Michigan Interstate Railway

Overview
- Reporting mark: AA
- Locale: Michigan
- Dates of operation: 1977–1988
- Successor: Ann Arbor Railroad

Technical
- Track gauge: 4 ft 8+1⁄2 in (1,435 mm) standard gauge

= Michigan Interstate Railway =

Railway

The Michigan Interstate Railway was formed on August 27, 1977, to operate the Ann Arbor Railroad main line from Toledo, Ohio, to Elberta, Michigan. It succeeded Conrail as the designated operator of the line; Conrail had operated the line since 1976, following the Ann Arbor Railroad's bankruptcy.
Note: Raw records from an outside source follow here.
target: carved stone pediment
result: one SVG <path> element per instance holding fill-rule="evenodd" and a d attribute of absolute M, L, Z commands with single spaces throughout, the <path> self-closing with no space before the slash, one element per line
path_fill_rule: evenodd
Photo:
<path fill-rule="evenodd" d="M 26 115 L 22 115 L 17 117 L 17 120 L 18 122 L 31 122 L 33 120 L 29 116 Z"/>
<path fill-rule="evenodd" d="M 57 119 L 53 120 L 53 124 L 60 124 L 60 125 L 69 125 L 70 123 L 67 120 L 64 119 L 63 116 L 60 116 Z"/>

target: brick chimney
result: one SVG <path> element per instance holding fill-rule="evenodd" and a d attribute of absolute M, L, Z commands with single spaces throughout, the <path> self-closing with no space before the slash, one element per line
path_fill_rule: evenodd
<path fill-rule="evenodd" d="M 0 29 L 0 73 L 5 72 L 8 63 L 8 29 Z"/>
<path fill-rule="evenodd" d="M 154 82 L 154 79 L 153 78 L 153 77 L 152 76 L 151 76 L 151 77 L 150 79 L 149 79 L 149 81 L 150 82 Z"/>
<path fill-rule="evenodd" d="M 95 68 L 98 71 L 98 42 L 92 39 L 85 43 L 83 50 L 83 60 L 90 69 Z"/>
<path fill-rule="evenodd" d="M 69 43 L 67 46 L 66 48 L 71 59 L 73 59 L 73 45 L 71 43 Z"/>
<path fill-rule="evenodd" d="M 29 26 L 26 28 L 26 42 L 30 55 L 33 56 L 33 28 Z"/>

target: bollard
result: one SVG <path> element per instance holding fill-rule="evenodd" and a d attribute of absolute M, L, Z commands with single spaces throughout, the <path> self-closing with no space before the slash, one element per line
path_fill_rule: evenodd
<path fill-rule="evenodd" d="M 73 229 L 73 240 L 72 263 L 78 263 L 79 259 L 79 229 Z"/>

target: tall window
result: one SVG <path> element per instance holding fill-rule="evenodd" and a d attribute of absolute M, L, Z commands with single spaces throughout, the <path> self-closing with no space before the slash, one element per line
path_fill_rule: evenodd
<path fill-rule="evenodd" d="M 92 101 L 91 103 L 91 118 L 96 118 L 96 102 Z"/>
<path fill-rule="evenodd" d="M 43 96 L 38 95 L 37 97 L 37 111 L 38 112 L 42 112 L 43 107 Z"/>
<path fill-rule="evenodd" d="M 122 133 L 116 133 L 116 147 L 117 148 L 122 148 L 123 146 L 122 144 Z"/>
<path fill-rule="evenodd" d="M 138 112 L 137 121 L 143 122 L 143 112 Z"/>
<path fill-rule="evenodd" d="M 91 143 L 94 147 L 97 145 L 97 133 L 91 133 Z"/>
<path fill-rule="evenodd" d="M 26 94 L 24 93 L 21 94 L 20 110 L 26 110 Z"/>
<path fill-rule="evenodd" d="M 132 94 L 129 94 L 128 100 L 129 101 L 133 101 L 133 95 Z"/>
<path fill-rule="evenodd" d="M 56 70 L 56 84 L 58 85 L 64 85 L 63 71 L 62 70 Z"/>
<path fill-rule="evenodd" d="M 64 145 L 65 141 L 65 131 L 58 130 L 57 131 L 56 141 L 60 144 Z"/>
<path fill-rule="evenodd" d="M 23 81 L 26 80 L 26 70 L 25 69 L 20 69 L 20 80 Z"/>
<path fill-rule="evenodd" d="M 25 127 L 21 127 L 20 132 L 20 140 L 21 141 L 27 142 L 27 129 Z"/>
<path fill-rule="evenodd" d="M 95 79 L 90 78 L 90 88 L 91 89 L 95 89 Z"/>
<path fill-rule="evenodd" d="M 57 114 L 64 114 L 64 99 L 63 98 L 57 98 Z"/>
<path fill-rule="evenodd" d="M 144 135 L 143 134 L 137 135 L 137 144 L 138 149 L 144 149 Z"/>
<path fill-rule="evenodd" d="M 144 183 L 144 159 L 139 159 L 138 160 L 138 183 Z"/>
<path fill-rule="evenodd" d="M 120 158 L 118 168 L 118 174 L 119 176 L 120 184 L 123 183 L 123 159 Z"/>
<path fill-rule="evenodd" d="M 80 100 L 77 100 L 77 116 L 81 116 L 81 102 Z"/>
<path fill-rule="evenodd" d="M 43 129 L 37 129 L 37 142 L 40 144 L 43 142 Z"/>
The Ann Arbor Railroad (1895–1976) had declared bankruptcy and was included in the assets of Conrail, formed on April 1, 1976. The MIRC operated until October 7, 1988, when the Ann Arbor Acquisition Corporation acquired all assets.

==Operations==
The Michigan Interstate Railway operated over the Ann Arbor Railroad main line from Toledo, Ohio to Elberta, Michigan. The MIRC assumed operations from Conrail on October 1, 1977, and operated until October 7, 1988. Elberta was the site of the railroad's ferry operations. The ferry operations ceased in April 1982 and service north of Cadillac, Michigan was reduced to a sand pit just south of Yuma, Michigan. Additionally, the Tuscola and Saginaw Bay Railway acquired operations north of Ann Arbor, Michigan in 1982. In 1983, the MIRC filed for reorganization and the trustee for the estate purchased the remaining portion of the MIRC from Toledo, Ohio to Ann Arbor, Michigan in September 1985. The MIRC continued to operate until October 7, 1988, when all assets were acquired by the Ann Arbor Acquisition Corporation.

==Roster==
The Michigan Interstate Railway operated equipment that had been used by the previous operator, the Ann Arbor Railroad. The Ann Arbor Railroad purchased ten new EMD GP35s in 1962 that were built and delivered in 1963. When the MIRC assumed operations in 1977, the EMD GP35s were in a state of disrepair. The MIRC rebuilt eight of the EMD GP35s for service. Additionally, the MIRC also operated three ALCO S-3s, two ALCO RS-1s, and two ALCO RS-2s.